Два года спустя переехал я в Петербург. 6 Мы стали видеться чаще. В Гумилеве было много хорошего. Он обладал отличным литературным вкусом, несколько поверхностным, но в известном смысле непогрешимым. К стихам подходил формально, но в этой области был и зорок, и тонок. В механику стиха он проникал, как мало кто. Думаю, что он это делал глубже и зорче, нежели даже Брюсов. Поэзию он обожал, в суждениях старался быть беспристрастным.
За всем тем его разговор, как и его стихи, редко был для меня "питателен". Он был удивительно молод душой, а может быть, и умом. Он всегда мне казался ребенком. Было что-то ребяческое в его под машинку стриженной голове, в его выправке, скорее гимназической, чем военной. То же ребячество прорывалось в его увлечении Африкой, войной, наконец - в напускной важности, которая так меня удивила при первой встрече и которая вдруг сползала, куда-то улетучивалась, пока он не спохватывался и не натягивал ее на себя сызнова.
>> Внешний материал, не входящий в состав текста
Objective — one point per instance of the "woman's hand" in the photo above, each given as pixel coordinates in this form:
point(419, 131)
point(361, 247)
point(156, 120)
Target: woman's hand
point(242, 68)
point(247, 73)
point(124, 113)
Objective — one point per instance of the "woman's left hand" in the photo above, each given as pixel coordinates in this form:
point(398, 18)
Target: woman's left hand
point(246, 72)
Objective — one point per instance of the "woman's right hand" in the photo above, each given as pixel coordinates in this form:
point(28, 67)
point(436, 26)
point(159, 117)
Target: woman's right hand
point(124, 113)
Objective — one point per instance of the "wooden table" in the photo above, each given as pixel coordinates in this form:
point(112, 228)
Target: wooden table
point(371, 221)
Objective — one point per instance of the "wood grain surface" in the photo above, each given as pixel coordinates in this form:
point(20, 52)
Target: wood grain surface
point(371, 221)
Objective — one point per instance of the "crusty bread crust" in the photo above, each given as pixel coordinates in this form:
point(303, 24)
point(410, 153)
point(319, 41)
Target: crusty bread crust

Изображать взрослого ему нравилось, как всем детям. Он любил играть в "мэтра", в литературное начальство своих "гумилят", то есть маленьких поэтов и поэтесс, его окружавших. Поэтическая детвора его очень любила. Иногда, после лекций о поэтике, он играл с нею в жмурки - в самом буквальном, а не в переносном смысле слова. Я раза два это видел. Гумилев был тогда похож на славного пятиклассника, который разыгрался с приготовишками. Было забавно видеть, как через полчаса после этого он, играя в большого, степенно беседовал с А. Ф. Кони - и Кони весьма уступал ему в важности обращения.